P2782R0: A proposal for a type trait to detect if value initialization can be achieved by zero-filling

1. Changelog

R0
- First submission

2. Motivation and Scope

Consider the std::uninitialized_value_construct algorithm. This algorithm constructs a number of objects into uninitialized storage, value-initializing each object. A crude implementation looks like this:

template<class ForwardIt>
void uninitialized_value_construct(ForwardIt first, ForwardIt last)
{
    using Value = typename std::iterator_traits<ForwardIt>::value_type;
    ForwardIt current = first;
    
    try {
        for (; current != last; ++current)
            ::new std::addressof(*current) Value();
    } catch (...) {
        std::destroy(first, current);
        throw;
    }
}

This algorithm has a natural application in containers, since they have operations that require to value-initialize elements in bulk (such as resize(N), or a constructor such as container<X> obj(N)).

(Technically speaking, allocator-aware containers cannot use the algorithm directly, because they are supposed to use std::allocator_traits<Alloc>::construct; we’ll come back to this in a second.)

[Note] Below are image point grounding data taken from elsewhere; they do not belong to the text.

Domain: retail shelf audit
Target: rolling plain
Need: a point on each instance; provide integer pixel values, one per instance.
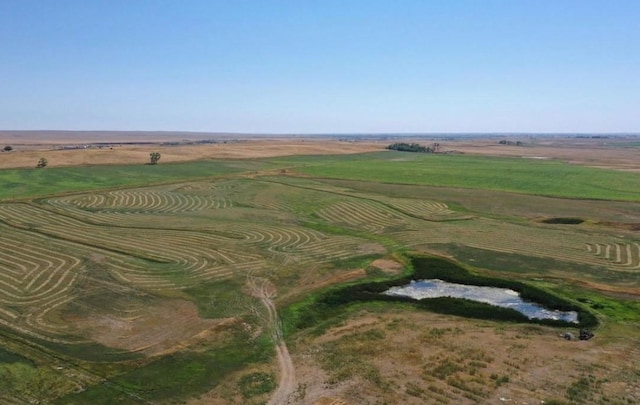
(197, 280)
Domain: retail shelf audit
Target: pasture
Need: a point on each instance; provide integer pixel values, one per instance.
(131, 283)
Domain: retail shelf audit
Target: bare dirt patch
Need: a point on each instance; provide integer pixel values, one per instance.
(417, 358)
(25, 156)
(161, 328)
(388, 266)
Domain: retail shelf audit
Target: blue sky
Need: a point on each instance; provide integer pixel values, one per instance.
(309, 66)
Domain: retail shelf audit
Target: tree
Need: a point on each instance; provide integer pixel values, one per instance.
(154, 157)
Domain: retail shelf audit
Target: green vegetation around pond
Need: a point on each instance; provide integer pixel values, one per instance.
(21, 183)
(331, 302)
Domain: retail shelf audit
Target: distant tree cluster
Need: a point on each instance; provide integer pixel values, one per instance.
(505, 142)
(414, 147)
(154, 157)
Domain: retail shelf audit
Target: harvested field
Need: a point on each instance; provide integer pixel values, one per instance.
(156, 276)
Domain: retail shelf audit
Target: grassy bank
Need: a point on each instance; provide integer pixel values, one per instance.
(327, 304)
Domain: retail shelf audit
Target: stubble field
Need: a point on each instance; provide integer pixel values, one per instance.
(147, 293)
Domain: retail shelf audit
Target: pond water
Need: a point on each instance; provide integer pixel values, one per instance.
(500, 297)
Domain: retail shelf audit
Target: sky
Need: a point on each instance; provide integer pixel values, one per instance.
(310, 66)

There’s an enormous performance improvement possible in case we need to value-initialize objects of a "simple" datatype, for instance int, and we’re constructing over contiguous storage (f.i. vector<int>). In this case, the for loop can be entirely replaced by a completely equivalent call to memset(ptr, 0, bytes_size);. In case we’re acquiring brand new storage, it could be acquired using calloc instead of malloc.

It turns out that optimizing compilers already do this transformation. For instance, GCC 12 has this codegen on X86-64:

#include <new> using T = int; extern T buffer[]; extern std::size_t N; int main() { for (std::size_t i = 0; i < N; ++i) ::new (buffer + i) T(); }	main: mov rdx, QWORD PTR N[rip] test rdx, rdx je .L7 sub rsp, 8 sal rdx, 2 xor esi, esi mov edi, OFFSET FLAT:buffer call memset xor eax, eax add rsp, 8 ret .L7: xor eax, eax ret

#include <new>

using T = int;
extern T buffer[];
extern std::size_t N;

int main() {
    for (std::size_t i = 0; i < N; ++i)
        ::new (buffer + i) T();
}

main:
        mov     rdx, QWORD PTR N[rip]
        test    rdx, rdx
        je      .L7
        sub     rsp, 8
        sal     rdx, 2
        xor     esi, esi
        mov     edi, OFFSET FLAT:buffer
        call    memset
        xor     eax, eax
        add     rsp, 8
        ret
.L7:
        xor     eax, eax
        ret

Compiler Explorer shows that GCC 12, Clang 15, MSVC "latest" all implement this optimization.

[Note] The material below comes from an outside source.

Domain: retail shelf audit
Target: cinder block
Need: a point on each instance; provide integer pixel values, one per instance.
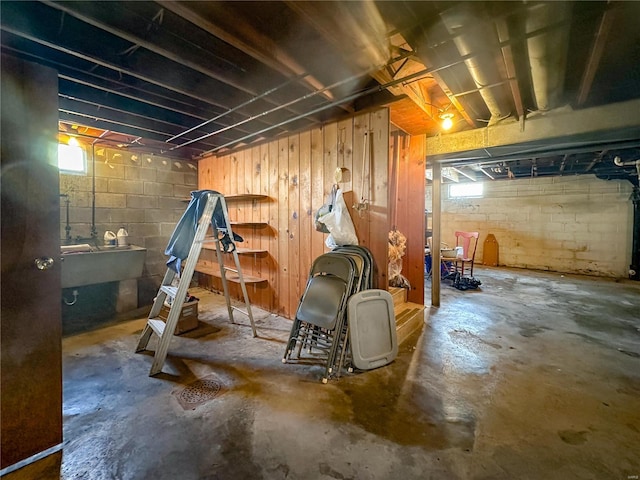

The branch in the generated code exists to avoid potentially passing nullptr to memset, which is undefined behavior (even if N is 0). Adding a compiler assumption on N > 0 makes the branch disappear.

This optimization is extremely advantageous; amongst other things, as mentioned before, an allocator-aware container needs to add a further indirection to construct each element. An optimizer can "see through" all the relevant code and replace a construct loop with much more efficient code.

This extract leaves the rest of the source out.